AGI - L’Italie entend faire de l’enseignement supérieur un instrument central de son soutien aux Palestiniens. À l’aéroport de Fiumicino, à Rome, le ministre italien des Affaires étrangères, Antonio Tajani, et la ministre de l’Université et de la Recherche, Anna Maria Bernini, ont accueilli 59 étudiants palestiniens arrivés dans le cadre du programme Iupals, consacré aux corridors universitaires entre l’Italie et les territoires palestiniens.
Pour Rome, l’initiative ne relève pas uniquement de l’assistance humanitaire. Elle s’inscrit dans une stratégie plus large visant à former une future classe dirigeante palestinienne à travers l’accès à l’enseignement supérieur italien. “Nous leur donnons la possibilité de se former et de se spécialiser pour devenir la future classe dirigeante du futur État palestinien”, a déclaré Antonio Tajani, soulignant que le programme doit permettre aux étudiants “de retourner chez eux et de contribuer à la reconstruction de Gaza”.
Poursuite des corridors universitaires
Le chef de la diplomatie italienne a également affirmé que le gouvernement italien entend poursuivre l’accueil d’autres étudiants palestiniens grâce aux corridors universitaires, précisant qu’une liste d’attente existe déjà pour les prochaines admissions. Tajani a évoqué la volonté de faciliter aussi l’arrivée de familles et d’enfants lorsque les conditions le permettront, tout en reconnaissant les difficultés logistiques et sécuritaires liées à la situation dans la bande de Gaza.
Contexte universitaire italien
L’initiative s’inscrit dans un contexte où plusieurs universités italiennes ont renforcé leurs programmes d’accueil destinés aux étudiants palestiniens depuis le début de la guerre à Gaza. Selon les autorités italiennes, 229 étudiants palestiniens ont déjà été accueillis dans les établissements universitaires du pays.

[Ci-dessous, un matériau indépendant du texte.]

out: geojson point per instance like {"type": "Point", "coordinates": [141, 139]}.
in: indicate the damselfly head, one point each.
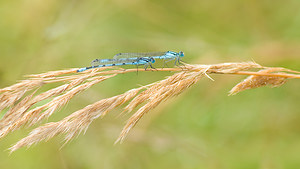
{"type": "Point", "coordinates": [181, 54]}
{"type": "Point", "coordinates": [152, 60]}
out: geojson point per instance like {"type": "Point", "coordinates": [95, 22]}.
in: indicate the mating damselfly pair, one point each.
{"type": "Point", "coordinates": [146, 59]}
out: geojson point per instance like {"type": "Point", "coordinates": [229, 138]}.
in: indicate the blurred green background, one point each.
{"type": "Point", "coordinates": [201, 128]}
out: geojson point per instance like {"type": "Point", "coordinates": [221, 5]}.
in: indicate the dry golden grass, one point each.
{"type": "Point", "coordinates": [20, 98]}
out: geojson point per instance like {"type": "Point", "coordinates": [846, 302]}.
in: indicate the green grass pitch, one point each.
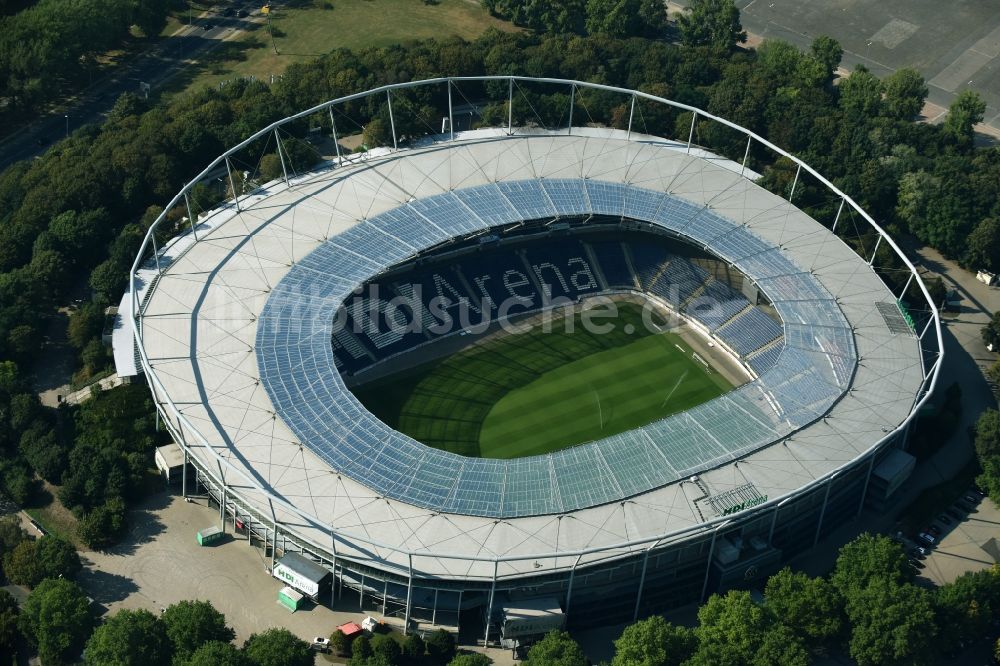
{"type": "Point", "coordinates": [532, 393]}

Ambition de reconstruction académique
La ministre Anna Maria Bernini a donné à l’opération une dimension encore plus ambitieuse en affirmant que Rome souhaite, à terme, participer directement à la reconstruction du système universitaire palestinien. “Nous voulons construire une université italienne à Gaza”, a-t-elle déclaré devant les étudiants nouvellement arrivés. “Nous voulons que vous retourniez chez vous pour bâtir une communauté académique composée d’étudiants, de chercheurs et de scientifiques.”

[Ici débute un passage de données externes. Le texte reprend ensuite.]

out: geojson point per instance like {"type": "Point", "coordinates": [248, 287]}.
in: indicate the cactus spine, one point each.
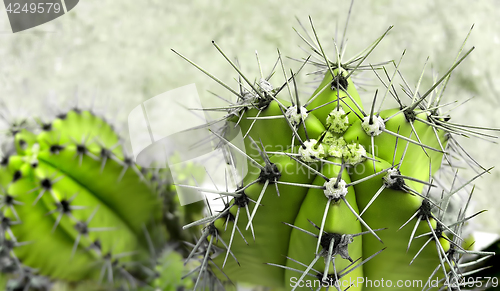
{"type": "Point", "coordinates": [338, 192]}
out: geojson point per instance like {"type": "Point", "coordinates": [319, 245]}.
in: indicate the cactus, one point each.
{"type": "Point", "coordinates": [76, 208]}
{"type": "Point", "coordinates": [337, 192]}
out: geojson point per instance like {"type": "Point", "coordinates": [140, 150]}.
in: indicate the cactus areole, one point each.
{"type": "Point", "coordinates": [351, 201]}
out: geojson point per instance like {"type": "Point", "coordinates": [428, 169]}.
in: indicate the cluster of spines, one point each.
{"type": "Point", "coordinates": [428, 104]}
{"type": "Point", "coordinates": [123, 269]}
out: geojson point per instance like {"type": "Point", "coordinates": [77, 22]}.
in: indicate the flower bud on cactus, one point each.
{"type": "Point", "coordinates": [349, 194]}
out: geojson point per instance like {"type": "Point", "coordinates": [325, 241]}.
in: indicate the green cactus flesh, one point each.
{"type": "Point", "coordinates": [72, 200]}
{"type": "Point", "coordinates": [335, 192]}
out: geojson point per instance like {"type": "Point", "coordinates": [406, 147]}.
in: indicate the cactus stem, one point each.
{"type": "Point", "coordinates": [261, 195]}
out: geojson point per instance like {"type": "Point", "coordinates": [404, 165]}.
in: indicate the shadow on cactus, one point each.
{"type": "Point", "coordinates": [340, 194]}
{"type": "Point", "coordinates": [76, 208]}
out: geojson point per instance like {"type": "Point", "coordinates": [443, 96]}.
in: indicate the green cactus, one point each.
{"type": "Point", "coordinates": [76, 208]}
{"type": "Point", "coordinates": [337, 193]}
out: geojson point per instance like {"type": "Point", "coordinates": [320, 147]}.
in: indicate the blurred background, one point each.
{"type": "Point", "coordinates": [113, 55]}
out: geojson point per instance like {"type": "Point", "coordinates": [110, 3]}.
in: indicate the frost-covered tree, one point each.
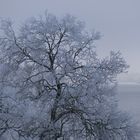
{"type": "Point", "coordinates": [54, 86]}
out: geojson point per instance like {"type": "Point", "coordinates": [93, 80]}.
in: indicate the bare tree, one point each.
{"type": "Point", "coordinates": [54, 86]}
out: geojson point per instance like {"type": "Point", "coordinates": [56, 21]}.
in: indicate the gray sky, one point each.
{"type": "Point", "coordinates": [117, 20]}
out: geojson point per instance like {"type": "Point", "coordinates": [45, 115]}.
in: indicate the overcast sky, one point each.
{"type": "Point", "coordinates": [117, 20]}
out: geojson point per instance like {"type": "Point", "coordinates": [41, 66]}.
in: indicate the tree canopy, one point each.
{"type": "Point", "coordinates": [55, 87]}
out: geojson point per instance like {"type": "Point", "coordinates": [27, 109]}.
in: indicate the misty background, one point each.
{"type": "Point", "coordinates": [119, 24]}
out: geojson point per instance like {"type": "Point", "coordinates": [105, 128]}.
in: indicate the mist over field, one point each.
{"type": "Point", "coordinates": [69, 70]}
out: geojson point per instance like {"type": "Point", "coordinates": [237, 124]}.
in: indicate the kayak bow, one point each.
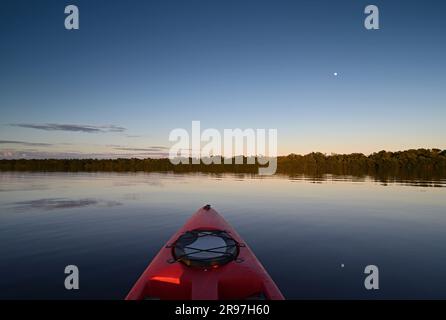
{"type": "Point", "coordinates": [205, 260]}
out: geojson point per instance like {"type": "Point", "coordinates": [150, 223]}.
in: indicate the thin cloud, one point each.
{"type": "Point", "coordinates": [25, 143]}
{"type": "Point", "coordinates": [71, 127]}
{"type": "Point", "coordinates": [149, 149]}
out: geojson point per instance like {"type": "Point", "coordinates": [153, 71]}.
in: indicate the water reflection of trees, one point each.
{"type": "Point", "coordinates": [410, 166]}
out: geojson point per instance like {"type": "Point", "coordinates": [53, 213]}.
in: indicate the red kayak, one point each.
{"type": "Point", "coordinates": [205, 260]}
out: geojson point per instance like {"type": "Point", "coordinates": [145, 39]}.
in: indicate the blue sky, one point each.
{"type": "Point", "coordinates": [138, 69]}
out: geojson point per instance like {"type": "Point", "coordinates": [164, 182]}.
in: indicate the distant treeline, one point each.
{"type": "Point", "coordinates": [422, 163]}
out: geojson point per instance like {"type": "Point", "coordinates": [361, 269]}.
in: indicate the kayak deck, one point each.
{"type": "Point", "coordinates": [169, 277]}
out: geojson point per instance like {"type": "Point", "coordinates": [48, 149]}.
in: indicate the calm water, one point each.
{"type": "Point", "coordinates": [302, 230]}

Stabilisation et reconstruction
Le gouvernement italien envisage ainsi l’enseignement supérieur comme un outil de stabilisation à long terme et de reconstruction institutionnelle. Bernini a indiqué que, “dès que cela sera possible”, l’Italie entend lancer les premières unités universitaires italiennes à Gaza.

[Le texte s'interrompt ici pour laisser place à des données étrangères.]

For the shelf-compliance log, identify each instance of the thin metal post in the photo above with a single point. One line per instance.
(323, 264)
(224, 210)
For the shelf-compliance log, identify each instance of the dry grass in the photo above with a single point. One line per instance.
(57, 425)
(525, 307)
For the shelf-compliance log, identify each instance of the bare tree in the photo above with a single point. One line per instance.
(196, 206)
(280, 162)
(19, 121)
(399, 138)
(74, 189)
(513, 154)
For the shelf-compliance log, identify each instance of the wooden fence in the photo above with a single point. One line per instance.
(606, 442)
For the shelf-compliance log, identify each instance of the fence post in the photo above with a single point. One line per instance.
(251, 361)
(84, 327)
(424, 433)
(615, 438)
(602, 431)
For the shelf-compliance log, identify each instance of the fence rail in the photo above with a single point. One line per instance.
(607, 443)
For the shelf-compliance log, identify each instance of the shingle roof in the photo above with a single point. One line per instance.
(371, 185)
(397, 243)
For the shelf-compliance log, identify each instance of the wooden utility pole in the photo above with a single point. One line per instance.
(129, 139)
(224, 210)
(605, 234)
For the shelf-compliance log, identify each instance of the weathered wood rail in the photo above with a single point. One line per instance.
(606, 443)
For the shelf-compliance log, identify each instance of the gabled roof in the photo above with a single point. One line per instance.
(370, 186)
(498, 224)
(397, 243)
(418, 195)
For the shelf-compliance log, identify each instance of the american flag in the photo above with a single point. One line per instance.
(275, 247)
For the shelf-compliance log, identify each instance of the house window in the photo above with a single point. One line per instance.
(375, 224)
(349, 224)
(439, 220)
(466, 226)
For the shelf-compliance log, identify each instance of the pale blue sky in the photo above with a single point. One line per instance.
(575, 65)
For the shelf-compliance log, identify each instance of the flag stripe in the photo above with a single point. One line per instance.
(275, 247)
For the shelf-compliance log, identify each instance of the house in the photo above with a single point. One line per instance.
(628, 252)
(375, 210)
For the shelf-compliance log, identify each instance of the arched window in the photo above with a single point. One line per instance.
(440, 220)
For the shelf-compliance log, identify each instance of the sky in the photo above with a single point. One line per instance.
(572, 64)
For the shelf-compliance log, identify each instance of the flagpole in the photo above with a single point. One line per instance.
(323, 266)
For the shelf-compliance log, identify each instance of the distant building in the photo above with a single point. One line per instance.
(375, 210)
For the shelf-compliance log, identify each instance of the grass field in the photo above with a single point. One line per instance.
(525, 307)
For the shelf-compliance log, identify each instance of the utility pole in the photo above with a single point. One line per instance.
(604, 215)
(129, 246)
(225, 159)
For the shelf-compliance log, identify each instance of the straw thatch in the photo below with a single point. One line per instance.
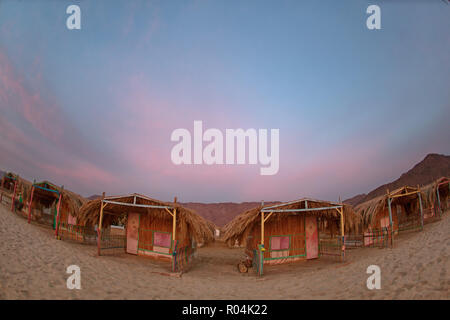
(239, 228)
(430, 190)
(23, 186)
(71, 202)
(369, 210)
(188, 222)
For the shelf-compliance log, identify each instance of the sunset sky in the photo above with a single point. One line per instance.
(93, 109)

Voix des étudiants palestiniens
Plusieurs étudiants palestiniens présents à Fiumicino ont exprimé leur gratitude envers les autorités italiennes, tout en rappelant la difficulté d’avoir quitté leurs familles restées dans l’enclave palestinienne. Certains ont insisté sur leur volonté de revenir à Gaza après leurs études afin de mettre leurs compétences au service de la reconstruction locale.
Réseau universitaire mobilisé
Le programme mobilise un vaste réseau d’universités italiennes. Entre Rome et Milan, 72 étudiants palestiniens doivent être répartis dans différents établissements du pays. Les universités de Milan, Sassari, Cagliari, Bologne, La Sapienza, Tor Vergata, Parme, Calabre ou encore Bocconi University figurent parmi les institutions participantes.
Dispositif d’accueil à Rome
À Rome, un accord spécifique associe Sapienza University of Rome, le diocèse de Rome et la Community of Sant'Egidio afin d’assurer hébergement, accompagnement linguistique et soutien social aux étudiants palestiniens accueillis dans la capitale italienne. Les étudiants bénéficieront également d’un tutorat académique, d’une assistance sanitaire et de services d’accompagnement psychologique pendant toute la durée de leurs études.